KİRLETEN ÖDER İLKESİ

• Kirleten öder ilkesi, çevre hukukunun ortaya çıkış itibarıyla ilk ilkesidir.

• Kirleten öder ilkesi genel olarak çevresel zararlara neden olan kişilere, sebep oldukları zararların ve bu zararla mücadelenin bedelinin ödettirilmesini amaçlamaktadır.

• Kirleten öder ilkesi, çevresel kirlenmeden kimin sorumlu tutulacağını ve bu sorumluluğun nasıl gerçekleştirileceğini
açıklamaya çalışır.

• Kirletenlere ödettirme fikri, çıkışı itibarıyla ekonomik nitelik taşıyor olsa da, zamanla hukuki bir ilke haline gelmiştir.

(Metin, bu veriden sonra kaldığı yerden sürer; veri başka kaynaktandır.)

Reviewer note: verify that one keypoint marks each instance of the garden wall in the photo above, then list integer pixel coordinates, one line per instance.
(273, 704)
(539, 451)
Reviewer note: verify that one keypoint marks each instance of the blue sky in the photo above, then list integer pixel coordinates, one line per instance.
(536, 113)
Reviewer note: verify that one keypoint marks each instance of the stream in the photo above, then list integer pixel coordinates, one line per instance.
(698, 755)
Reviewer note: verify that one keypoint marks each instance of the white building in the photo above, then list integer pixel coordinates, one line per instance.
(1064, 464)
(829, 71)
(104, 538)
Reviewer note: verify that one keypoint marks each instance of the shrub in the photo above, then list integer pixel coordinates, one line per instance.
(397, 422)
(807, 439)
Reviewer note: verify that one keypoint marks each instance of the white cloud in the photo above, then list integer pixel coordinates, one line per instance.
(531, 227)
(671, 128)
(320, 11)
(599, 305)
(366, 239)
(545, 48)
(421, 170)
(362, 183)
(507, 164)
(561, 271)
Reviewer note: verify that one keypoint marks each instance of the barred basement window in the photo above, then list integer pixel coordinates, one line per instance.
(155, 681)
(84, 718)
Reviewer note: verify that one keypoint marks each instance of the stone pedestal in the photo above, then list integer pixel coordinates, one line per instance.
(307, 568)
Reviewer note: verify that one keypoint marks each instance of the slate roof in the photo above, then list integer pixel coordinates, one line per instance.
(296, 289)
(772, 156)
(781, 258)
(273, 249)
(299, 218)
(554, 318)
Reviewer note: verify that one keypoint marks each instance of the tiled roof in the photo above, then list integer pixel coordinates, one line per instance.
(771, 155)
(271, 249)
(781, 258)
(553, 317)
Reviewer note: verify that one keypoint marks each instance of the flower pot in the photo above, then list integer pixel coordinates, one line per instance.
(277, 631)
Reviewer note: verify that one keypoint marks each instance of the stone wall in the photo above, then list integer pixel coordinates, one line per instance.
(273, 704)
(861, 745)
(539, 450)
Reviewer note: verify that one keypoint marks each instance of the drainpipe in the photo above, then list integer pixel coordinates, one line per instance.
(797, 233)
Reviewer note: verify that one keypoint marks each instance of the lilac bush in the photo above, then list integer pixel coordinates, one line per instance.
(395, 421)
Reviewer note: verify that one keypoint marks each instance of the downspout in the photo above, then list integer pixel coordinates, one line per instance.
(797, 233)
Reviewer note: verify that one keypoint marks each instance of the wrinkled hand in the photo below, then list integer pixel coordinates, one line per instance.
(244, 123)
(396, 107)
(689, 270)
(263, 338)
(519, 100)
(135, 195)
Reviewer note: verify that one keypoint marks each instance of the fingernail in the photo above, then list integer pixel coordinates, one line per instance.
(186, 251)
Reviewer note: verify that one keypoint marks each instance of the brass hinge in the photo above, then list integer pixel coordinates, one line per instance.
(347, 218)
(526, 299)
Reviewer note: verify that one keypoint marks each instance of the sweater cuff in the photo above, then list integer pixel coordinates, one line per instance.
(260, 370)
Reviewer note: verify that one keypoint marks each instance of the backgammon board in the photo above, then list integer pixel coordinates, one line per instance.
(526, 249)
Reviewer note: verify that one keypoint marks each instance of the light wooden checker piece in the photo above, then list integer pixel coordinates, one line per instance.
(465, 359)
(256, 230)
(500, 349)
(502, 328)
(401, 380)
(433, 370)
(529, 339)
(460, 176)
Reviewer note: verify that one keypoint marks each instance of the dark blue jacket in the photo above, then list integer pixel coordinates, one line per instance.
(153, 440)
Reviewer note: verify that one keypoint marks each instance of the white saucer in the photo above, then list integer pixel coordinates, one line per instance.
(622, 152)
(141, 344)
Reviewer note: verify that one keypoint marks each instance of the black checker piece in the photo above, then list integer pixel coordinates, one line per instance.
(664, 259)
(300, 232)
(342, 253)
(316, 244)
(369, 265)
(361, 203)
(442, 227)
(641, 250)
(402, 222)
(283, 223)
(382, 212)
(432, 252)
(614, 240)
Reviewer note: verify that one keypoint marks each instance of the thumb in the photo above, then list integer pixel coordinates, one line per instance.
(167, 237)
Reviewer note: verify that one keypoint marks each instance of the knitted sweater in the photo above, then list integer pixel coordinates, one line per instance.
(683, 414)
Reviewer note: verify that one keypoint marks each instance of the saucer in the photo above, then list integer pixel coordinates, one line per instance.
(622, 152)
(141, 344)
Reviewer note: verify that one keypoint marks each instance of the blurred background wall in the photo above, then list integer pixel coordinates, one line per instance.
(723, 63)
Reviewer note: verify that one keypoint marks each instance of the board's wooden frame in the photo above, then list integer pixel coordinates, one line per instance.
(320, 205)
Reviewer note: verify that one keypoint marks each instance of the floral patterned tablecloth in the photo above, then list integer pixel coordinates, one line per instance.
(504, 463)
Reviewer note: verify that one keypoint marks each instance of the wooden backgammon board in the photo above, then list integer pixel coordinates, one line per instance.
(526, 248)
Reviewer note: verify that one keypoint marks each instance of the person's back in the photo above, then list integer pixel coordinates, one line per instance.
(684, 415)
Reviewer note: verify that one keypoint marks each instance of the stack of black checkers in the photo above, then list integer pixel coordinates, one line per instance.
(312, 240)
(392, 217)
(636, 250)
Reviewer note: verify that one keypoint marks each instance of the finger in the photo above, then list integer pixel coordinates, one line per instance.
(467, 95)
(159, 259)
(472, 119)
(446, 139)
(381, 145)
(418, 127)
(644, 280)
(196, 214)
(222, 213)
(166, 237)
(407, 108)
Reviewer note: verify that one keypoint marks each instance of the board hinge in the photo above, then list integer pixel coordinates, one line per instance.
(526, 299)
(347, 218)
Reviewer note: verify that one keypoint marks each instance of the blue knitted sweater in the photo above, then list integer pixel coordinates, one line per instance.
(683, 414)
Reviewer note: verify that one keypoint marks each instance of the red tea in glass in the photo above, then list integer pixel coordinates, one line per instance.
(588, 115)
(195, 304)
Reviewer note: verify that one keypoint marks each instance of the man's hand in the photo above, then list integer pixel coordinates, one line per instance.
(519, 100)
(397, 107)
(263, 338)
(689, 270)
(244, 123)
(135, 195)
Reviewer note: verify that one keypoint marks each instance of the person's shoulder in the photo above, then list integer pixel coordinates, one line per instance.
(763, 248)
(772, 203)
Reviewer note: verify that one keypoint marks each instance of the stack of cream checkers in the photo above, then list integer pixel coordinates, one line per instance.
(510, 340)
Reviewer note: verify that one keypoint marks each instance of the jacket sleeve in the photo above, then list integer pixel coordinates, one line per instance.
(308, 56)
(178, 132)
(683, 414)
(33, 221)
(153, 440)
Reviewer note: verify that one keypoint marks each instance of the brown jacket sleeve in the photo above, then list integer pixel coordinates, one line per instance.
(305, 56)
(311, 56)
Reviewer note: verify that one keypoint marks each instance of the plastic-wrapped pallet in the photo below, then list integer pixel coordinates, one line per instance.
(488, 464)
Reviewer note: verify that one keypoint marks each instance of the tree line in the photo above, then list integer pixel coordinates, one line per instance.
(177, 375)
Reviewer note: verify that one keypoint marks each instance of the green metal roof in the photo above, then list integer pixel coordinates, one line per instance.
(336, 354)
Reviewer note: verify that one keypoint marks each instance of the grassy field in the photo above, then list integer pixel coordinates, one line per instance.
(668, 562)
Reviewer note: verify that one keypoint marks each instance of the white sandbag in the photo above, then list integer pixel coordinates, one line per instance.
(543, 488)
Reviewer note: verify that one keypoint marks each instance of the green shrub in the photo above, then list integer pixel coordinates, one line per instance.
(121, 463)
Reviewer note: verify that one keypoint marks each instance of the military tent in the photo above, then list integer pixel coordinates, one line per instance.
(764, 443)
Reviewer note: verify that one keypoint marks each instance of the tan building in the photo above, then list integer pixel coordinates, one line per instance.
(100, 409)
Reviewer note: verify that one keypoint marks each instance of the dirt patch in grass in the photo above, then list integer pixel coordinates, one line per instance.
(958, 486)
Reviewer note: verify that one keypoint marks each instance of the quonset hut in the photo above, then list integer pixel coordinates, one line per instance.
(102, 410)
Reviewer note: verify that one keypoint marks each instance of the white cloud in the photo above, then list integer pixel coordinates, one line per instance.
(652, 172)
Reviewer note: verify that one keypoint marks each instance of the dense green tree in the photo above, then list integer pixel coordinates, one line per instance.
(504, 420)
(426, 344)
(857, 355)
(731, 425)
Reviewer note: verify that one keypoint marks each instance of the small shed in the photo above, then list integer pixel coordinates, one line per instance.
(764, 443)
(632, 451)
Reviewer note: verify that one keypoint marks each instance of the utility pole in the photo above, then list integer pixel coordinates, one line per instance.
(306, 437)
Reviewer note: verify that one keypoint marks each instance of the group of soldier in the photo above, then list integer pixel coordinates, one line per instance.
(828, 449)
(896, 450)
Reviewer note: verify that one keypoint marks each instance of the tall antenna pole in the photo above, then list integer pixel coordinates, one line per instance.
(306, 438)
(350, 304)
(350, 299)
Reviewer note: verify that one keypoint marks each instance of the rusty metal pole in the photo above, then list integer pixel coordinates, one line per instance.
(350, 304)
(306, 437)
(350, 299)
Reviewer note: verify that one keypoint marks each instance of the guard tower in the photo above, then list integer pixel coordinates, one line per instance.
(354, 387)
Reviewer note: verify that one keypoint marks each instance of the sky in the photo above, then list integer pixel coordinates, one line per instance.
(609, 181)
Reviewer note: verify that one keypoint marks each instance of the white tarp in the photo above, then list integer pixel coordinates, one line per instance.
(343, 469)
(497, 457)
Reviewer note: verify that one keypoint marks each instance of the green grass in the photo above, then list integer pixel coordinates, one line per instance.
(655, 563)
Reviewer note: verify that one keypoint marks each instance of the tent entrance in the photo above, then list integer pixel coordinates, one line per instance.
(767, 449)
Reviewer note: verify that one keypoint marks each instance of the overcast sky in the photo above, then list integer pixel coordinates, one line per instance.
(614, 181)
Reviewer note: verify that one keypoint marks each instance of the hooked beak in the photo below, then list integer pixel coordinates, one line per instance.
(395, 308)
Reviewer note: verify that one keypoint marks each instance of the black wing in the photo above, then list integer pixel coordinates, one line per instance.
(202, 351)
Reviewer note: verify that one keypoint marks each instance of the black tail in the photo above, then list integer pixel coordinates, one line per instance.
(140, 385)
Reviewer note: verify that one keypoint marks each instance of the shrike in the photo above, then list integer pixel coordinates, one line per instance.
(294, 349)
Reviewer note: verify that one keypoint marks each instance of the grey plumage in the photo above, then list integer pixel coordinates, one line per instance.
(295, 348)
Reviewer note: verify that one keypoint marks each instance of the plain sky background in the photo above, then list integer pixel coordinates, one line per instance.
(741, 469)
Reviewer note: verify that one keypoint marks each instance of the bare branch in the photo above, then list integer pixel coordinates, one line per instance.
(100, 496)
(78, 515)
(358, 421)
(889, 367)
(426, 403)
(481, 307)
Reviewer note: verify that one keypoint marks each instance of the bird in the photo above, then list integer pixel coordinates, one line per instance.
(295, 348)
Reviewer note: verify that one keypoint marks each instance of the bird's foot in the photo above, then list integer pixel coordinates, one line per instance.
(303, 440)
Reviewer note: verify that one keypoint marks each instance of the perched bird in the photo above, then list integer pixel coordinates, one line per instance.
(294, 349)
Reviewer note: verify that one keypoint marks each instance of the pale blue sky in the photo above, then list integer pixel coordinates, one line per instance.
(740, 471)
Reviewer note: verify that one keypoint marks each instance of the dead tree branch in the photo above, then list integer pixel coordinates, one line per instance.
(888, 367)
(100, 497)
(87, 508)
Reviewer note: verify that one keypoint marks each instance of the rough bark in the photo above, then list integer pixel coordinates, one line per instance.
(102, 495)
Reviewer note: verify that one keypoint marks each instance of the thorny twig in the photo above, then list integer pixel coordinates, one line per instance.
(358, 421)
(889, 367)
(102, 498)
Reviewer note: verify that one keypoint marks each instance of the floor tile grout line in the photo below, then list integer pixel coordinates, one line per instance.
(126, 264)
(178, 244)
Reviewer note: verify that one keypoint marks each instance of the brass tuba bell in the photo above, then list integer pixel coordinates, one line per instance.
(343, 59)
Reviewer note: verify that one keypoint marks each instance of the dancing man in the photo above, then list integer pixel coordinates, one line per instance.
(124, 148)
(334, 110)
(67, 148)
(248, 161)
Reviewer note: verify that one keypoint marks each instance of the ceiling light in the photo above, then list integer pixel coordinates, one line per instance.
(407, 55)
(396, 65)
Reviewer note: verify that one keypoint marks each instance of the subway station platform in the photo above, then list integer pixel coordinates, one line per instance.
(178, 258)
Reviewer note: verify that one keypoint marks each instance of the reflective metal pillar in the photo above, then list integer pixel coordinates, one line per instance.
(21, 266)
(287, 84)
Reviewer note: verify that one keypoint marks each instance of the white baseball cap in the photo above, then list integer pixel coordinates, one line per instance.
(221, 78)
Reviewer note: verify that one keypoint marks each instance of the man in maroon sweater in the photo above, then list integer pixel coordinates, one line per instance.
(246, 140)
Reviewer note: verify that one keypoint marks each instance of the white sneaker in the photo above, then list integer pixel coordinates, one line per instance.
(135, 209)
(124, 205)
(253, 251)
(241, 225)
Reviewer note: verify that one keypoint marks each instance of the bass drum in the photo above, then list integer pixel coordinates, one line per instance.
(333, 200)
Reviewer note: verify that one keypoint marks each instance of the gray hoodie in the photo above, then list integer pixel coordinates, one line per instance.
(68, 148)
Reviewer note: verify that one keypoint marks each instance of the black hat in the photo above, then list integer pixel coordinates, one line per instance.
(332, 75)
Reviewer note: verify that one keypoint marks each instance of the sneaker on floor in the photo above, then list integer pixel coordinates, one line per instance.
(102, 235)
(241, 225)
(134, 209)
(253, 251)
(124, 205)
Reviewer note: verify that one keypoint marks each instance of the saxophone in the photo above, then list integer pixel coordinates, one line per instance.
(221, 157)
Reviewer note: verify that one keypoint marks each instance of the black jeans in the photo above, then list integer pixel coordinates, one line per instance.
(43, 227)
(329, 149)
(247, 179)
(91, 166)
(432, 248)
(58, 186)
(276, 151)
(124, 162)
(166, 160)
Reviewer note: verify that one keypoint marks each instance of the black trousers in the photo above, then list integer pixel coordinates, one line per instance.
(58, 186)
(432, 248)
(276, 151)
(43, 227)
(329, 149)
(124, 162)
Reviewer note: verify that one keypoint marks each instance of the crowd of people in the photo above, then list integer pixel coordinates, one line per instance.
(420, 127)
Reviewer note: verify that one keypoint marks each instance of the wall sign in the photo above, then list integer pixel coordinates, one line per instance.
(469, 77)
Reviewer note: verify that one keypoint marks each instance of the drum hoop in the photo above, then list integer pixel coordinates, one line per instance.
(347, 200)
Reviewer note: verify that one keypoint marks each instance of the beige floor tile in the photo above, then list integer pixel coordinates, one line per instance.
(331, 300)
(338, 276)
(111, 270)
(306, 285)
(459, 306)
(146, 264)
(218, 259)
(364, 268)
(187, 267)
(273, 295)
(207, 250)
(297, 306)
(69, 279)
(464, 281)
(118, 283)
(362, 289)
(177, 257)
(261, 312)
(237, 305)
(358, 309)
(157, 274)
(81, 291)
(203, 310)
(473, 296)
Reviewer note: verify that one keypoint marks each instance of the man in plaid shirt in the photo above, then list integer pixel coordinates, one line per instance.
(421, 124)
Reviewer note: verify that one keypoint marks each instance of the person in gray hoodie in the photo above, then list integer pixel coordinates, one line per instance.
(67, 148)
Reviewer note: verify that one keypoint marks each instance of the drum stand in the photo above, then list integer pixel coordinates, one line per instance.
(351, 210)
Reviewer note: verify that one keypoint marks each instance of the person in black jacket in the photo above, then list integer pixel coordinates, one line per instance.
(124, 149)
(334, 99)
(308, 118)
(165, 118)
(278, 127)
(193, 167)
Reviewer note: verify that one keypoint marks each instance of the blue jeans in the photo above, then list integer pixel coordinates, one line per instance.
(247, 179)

• Piyasaya ambalajlı ürün sürenleri ve ithalatçıları KİRLETEN olarak tanımlayan Çevre Kanunu’nda da bu durum şu şekilde tarif edilmiştir:


Çevre Kanunu
ALTINCI BÖLÜM
Çeşitli Hükümler
Kirletenin sorumluluğu:

Madde 28 – (Değişik: 3/3/1988 – 3416/8.md.) Çevreyi kirletenler ve çevreye zarar verenler sebep oldukları kirlenme ve bozulmadan doğan zararlardan dolayı kusur şartı aranmaksızın sorumludurlar. Kirletenin, meydana gelen zararlardan ötürü genel hükümlere göre de tazminat sorumluluğu saklıdır.

(Ek fıkra:29/11/2018-7153/7 md.) Atıkların kaynağında ayrı biriktirilmesi ve
toplanması amacıyla sıfır atık yönetim sistemini kuran ve uygulayan belediyelere, il özel idarelerine, kurum, kuruluş ve işletmelere Bakanlıkça teşvik uygulaması yapılır. Bu hükmün uygulanmasına ilişkin usul ve esaslar Bakanlıkça çıkarılacak yönetmelik ile belirlenir.

Bu şekilde üreticiler, ürünlerini yaşam döngüsü çevresel etkilerini en aza indirecek şekilde tasarlarken sorumluluklarını kabul ederler. Böylece tasarım aşamasından başlayarak ürünlerinin çevresel etkileri için yasal ve ekonomik sorumluluk üstlenirler.


AB çevre politikalarının genel karakteristiğine bakıldığında çevre kirliliğini önceden önleme, kirletenin bedelini ödediği bir anlayışı yansıtmaktadır.


TÜRKİYE’DEKİ DURUM: İHRACAT ODAKLI BÜYÜME


• Türkiye’de kâğıt sanayii ihracat odaklı büyümektedir. 2023’te ulaşılacak 6
milyon ton üretim kapasitesi iç piyasa ihtiyacının oldukça üzerindedir.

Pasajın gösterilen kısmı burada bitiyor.